Enhancements for the Catalyst 6500 line include an in-service software upgrade and support for long-range integrated 10 Gigabit Ethernet optics to reduce the time needed for planned network maintenance and facilitate virtual machine mobility across data centres. The Catalyst switches will also be getting some new IOS software that allows them to control the energy usage of attached devices.
Called EnergyWise, the software was developed under the code-name Big Bang.

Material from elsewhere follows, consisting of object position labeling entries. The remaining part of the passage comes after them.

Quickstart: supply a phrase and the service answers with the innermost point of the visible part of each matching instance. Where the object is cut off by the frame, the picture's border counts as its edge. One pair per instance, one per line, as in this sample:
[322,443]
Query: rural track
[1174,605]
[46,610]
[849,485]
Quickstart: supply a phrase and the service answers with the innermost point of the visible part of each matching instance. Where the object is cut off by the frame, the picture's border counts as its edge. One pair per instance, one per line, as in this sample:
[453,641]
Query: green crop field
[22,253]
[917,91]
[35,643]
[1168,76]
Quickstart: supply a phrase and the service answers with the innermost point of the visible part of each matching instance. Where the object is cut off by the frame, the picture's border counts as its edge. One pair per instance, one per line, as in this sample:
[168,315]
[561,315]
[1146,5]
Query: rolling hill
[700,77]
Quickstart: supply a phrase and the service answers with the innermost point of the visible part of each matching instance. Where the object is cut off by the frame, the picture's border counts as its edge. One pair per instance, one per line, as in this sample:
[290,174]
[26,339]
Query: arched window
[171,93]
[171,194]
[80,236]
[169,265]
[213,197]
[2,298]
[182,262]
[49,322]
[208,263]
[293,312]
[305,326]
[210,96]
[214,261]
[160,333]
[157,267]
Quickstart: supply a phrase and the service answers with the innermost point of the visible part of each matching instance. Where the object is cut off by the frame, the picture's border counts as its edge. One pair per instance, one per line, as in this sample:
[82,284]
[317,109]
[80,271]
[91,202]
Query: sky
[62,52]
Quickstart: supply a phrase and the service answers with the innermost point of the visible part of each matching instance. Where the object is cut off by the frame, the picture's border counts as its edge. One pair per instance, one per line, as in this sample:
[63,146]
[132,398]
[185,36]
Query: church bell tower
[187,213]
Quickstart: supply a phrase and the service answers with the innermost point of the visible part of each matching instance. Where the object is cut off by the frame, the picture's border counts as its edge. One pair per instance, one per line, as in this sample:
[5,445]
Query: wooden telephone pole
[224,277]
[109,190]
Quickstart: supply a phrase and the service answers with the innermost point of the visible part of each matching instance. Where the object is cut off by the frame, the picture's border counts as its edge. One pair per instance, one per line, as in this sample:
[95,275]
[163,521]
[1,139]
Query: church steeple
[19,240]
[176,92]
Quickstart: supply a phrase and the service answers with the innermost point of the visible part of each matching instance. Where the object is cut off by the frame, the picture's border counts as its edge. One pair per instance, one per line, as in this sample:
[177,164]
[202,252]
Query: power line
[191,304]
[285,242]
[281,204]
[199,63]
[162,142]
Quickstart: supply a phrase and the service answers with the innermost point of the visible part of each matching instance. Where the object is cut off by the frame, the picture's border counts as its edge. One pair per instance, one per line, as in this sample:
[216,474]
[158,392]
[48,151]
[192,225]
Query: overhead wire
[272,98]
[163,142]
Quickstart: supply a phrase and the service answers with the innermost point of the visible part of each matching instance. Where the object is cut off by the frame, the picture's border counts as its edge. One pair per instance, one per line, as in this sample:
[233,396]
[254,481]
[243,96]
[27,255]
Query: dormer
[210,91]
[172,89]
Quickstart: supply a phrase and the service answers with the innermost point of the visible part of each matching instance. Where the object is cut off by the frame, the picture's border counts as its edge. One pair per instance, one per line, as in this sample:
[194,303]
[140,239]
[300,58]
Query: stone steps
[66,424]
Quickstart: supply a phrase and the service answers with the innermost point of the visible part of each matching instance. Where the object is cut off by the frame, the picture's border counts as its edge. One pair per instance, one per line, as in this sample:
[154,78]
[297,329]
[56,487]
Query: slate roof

EnergyWise is designed to proactively measure, report and reduce the energy consumption of IP devices such as phones, laptops and access points. The software includes application programming interfaces to Cisco third-party partner packages that will enable the management of power consumption for entire building systems, such as lights, elevators and air conditioning/heating, Cisco says.
“By attaching more things to the network it allows you to make better decisions around energy,” says Zeus Kerravala, an analyst with The Yankee Group. “This can be extended to security as well — you can turn cameras on in certain areas. So there’s a lot of benefits for it.”
Cisco EnergyWise will roll out in three phases. In the first phase, it will be supported on Catalyst switches and manage the energy consumption of networked IP devices such as phones, video surveillance cameras and wireless access points.
In the next phase, there will be expanded industry support of EnergyWise on IT devices such as personal computers, laptops and printers. In the final phase, Cisco EnergyWise will be extended to management of building system assets such as heating, ventilation and air conditioning, elevators, lights, employee badge access systems, fire alarm systems and security systems.
Cisco last week acquired Richards-Zeta, a company that develops middleware designed to allow computers and building systems to be controlled by switches and routers in an IP network.
Cisco EnergyWise is a free software upgrade to existing Catalyst switches and will be available in February. It will support fixed-configuration switches initially, with chassis-based systems — the Catalyst 4500 being the first — to follow on later.